PCD Certification Preparation Guide: Section 3 — Deploying applications (~20% of the exam)

This guide helps candidates preparing for the Google Cloud Professional Cloud Developer (PCD) certification explore Section 3 of the exam through the lens of the Tech Equity RAD platform at https://radmodules.dev. Three modules are relevant to this section: GCP Services, which establishes the foundational shared infrastructure; App CloudRun, which deploys serverless containerised applications on Cloud Run; and App GKE, which deploys containerised workloads on GKE Autopilot.
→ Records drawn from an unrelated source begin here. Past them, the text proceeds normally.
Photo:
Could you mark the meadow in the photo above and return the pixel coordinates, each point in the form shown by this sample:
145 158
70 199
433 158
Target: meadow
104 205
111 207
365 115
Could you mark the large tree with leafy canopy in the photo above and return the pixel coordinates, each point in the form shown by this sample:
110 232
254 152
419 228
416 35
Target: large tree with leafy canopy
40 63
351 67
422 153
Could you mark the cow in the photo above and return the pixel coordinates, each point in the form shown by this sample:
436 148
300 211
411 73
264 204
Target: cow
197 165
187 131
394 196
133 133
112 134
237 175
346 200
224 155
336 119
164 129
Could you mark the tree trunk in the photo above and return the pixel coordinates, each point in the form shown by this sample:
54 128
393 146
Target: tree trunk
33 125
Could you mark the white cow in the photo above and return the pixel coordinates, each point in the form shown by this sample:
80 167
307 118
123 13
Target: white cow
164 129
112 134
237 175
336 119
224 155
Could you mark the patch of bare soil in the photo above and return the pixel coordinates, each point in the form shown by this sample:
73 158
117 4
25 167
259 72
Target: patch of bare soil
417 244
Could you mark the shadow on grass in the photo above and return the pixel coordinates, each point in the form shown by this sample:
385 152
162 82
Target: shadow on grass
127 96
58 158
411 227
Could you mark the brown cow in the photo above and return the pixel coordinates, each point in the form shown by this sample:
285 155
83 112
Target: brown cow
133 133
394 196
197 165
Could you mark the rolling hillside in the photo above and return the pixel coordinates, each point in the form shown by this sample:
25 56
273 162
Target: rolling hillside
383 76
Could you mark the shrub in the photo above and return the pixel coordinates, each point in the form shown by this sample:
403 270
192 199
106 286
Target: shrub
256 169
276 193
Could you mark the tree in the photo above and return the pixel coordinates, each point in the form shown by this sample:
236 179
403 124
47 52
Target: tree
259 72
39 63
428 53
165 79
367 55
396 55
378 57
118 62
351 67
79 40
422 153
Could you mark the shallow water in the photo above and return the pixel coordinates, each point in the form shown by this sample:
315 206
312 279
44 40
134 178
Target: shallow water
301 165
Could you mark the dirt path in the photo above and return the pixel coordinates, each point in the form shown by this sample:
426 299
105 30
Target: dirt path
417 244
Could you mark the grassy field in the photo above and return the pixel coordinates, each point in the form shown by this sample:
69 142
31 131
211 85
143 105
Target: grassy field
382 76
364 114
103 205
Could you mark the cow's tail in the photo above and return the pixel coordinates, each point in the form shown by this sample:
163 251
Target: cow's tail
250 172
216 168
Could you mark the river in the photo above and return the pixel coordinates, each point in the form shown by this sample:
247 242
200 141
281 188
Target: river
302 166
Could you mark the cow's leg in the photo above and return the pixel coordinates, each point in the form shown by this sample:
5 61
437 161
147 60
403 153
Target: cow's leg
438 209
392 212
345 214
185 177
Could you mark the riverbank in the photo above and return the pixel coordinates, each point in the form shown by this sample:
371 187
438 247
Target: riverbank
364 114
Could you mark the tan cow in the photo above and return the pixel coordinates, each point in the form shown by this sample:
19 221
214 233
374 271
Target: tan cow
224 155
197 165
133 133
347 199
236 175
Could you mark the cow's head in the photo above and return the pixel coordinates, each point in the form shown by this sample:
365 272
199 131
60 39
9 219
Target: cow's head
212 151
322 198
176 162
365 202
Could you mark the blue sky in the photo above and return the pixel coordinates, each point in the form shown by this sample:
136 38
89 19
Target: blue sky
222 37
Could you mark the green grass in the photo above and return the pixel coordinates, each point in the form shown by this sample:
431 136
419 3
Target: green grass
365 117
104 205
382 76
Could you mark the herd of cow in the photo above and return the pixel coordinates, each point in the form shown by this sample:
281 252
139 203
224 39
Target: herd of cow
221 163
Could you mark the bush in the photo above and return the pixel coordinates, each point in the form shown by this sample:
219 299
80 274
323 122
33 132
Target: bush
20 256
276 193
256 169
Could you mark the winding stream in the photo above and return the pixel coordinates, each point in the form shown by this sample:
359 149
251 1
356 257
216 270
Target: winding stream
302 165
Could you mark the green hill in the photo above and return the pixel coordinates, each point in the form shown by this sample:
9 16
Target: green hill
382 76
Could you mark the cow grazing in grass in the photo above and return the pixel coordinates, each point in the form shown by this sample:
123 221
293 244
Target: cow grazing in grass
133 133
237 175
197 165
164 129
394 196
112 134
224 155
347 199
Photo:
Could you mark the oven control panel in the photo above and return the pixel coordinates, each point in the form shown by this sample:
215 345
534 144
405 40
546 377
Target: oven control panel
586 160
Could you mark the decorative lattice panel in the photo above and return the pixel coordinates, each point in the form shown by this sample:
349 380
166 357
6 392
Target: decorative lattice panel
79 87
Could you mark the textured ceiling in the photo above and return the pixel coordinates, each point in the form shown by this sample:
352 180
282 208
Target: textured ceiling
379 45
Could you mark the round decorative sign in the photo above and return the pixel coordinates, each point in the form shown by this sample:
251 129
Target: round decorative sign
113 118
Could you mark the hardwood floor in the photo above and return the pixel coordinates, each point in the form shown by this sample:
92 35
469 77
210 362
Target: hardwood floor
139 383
You interact with each module by configuring its variables in the RAD UI deployment portal, then exploring the resulting infrastructure in the GCP Console. Variables are organised into numbered groups in the RAD UI deployment form — for example, "(Group 3)" refers to the third collapsible section of settings for that module. This guide maps each exam topic to the relevant variables you can configure and the console locations where you can observe the outcomes. It also highlights PCD objectives that are not currently implemented by these modules, providing guidelines for self-guided research and exploration.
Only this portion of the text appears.